Krise überall. Ein von vielen Menschen gefühlter Zustand schlägt sich auch in der Sprache nieder. “Krisenmodus” hat nach Ansicht von Sprachexperten das Jahr 2023 geprägt. Der Ausnahmezustand sei nun Dauerzustand.
Der Begriff “Krisenmodus” ist zum Wort des Jahres 2023 gekürt worden. “Krisen gab es schon immer. Aber in diesem Jahr scheinen die Krisen und ihre Bewältigung zu kulminieren”, teilte die Gesellschaft für deutsche Sprache (GfdS) am Freitag in Wiesbaden mit. “Wir sind umzingelt von Krisen”, hieß es mit Blick auf eine Aussage von Vizekanzler Robert Habeck (Grüne).
Noch nicht bewältigte Krisen wie Klimawandel, der Russland-Ukraine-Krieg oder die Energiekrise würden von neuen Krisen eingeholt. Nahostkrieg, Inflation und Schuldenkrise kämen nun hinzu und auch die Bildungskrise habe sich zuspitzt. “Der Ausnahmezustand ist längst zum Dauerzustand geworden. Gefühle wie Unsicherheit, Ängste, Wut, Hilflosigkeit und Ohnmacht prägen den Alltag vieler Menschen”, erklärten die Sprachexperten. “Zwischen Apathie und Alarmismus zu einem angemessenen Umgang mit den andauernden Ausnahmesituationen zu finden, fällt schwer.” Linguistisch zu beobachten sei dies an einer “zunehmenden sprachlichen Radikalisierung im öffentlichen Raum”.
Jeweils kurz vor Jahresende wählt eine Jury von Sprachwissenschaftlern aus verschiedenen Medien und Einsendungen zehn Wörter des Jahres aus und stellt eine Rangliste auf. Die Sprachexperten suchen nicht nach den am häufigsten verwendeten Ausdrücken, sondern nach Begriffen, “die die öffentliche Diskussion dominiert und ein Jahr wesentlich geprägt haben”. 2022 wurde “Zeitenwende” gekürt, 2021 “Wellenbrecher” und 2020 “Corona-Pandemie”.
Auf den zweiten Platz für 2023 wählte die Jury den Ausdruck “Antisemitismus”, gefolgt von “leseunfähig”, “KI-Boom”, “Ampelzoff” sowie “hybride Kriegsführung”, “Migrationsbremse”, “Milliardenloch”, “Teilzeitgesellschaft” und “Kussskandal”.
Zum Thema Antisemitismus (Platz 2) schreiben die Sprachforscher: “Antisemitismus existierte lange vor dem Nationalsozialismus und ist auch nach dem Zweiten Weltkrieg nie ausgestorben.” Spätestens der Angriff der islamistischen Terrororganisation Hamas auf Israel am 7. Oktober habe aber “offenbart, dass es in Deutschland nicht nur rechts-, sondern auch linksradikalen Antisemitismus gibt”. Ebenso sei eine “islamistisch geprägte und in Teilen der muslimischen Bevölkerung wahrnehmbare Judenfeindlichkeit” zutagegetreten.

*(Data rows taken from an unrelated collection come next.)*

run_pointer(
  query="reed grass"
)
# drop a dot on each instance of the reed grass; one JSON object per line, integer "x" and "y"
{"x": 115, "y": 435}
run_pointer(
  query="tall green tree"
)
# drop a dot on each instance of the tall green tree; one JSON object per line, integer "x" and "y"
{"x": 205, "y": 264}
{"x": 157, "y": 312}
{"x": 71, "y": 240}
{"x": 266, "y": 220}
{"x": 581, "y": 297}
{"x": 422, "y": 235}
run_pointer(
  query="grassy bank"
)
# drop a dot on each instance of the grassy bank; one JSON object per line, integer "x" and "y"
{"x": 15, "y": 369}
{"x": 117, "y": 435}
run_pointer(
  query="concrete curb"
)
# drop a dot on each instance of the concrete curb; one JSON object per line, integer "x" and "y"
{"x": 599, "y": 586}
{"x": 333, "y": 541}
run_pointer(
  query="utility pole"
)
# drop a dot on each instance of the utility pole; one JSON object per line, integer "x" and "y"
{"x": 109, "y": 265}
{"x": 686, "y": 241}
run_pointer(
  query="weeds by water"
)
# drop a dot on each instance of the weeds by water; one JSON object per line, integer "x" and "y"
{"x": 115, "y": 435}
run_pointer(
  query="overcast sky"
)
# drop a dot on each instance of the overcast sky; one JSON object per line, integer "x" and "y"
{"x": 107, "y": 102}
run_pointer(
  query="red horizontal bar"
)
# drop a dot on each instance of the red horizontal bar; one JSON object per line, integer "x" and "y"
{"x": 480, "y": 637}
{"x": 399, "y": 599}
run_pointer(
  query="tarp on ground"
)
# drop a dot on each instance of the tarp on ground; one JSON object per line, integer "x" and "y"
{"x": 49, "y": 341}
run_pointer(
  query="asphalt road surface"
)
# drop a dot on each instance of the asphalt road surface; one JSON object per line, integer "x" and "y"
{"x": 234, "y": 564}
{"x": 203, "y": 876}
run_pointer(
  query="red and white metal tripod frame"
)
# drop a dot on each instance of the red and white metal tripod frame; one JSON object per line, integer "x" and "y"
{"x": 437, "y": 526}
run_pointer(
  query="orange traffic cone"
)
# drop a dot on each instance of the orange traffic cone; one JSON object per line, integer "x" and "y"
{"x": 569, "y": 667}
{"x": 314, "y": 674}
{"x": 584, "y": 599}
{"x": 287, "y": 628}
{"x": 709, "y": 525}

“Leseunfähig” (Platz 3) verweise darauf, dass das Verstehen komplizierter Texte offenbar immer mehr Menschen Schwierigkeiten bereite. Es sei auch ein Indiz für eine “grundlegende Bildungsmisere in Deutschland”.
Der “KI-Boom” (Platz 4) leite eine “Umwälzung in allen Bereichen” ein, etwa in der Krebsforschung und im Gesundheitswesen, in der Fertigungs- und Materialtechnologie sowie in der Verkehrssicherheit und Verkehrsplanung. Die rasanten Fortschritte in der Künstlichen Intelligenz (KI) brächten Chancen und Risiken mit sich.
Die nächstplatzierten Begriffe “Ampelzoff”, “hybride Kriegsführung”, “Migrationsbremse”, “Milliardenloch” und “Teilzeitgesellschaft” dürften politisch interessierten Menschen aus den Debatten des Jahres 2023 geläufig sein.
Der “Kussskandal” (Platz 10) stammt aus dem Sport. Er bezieht sich auf den Eklat, den Spaniens Fußballverbandspräsident Luis Rubiales auslöste, indem er Jennifer Hermoso, Kapitänin des spanischen Fußballnationalteams, bei der Weltmeisterschafts-Siegerehrung in Sydney ungefragt öffentlich auf den Mund küsste. Rubiales musste später zurücktreten. Orthografisch sei der dreimal aufeinanderfolgende Buchstabe “s” in “Kussskandal” eine Konstellation, die auch nach der Rechtschreibreform von 1998 im Deutschen selten geblieben sei, so die Sprachforscher.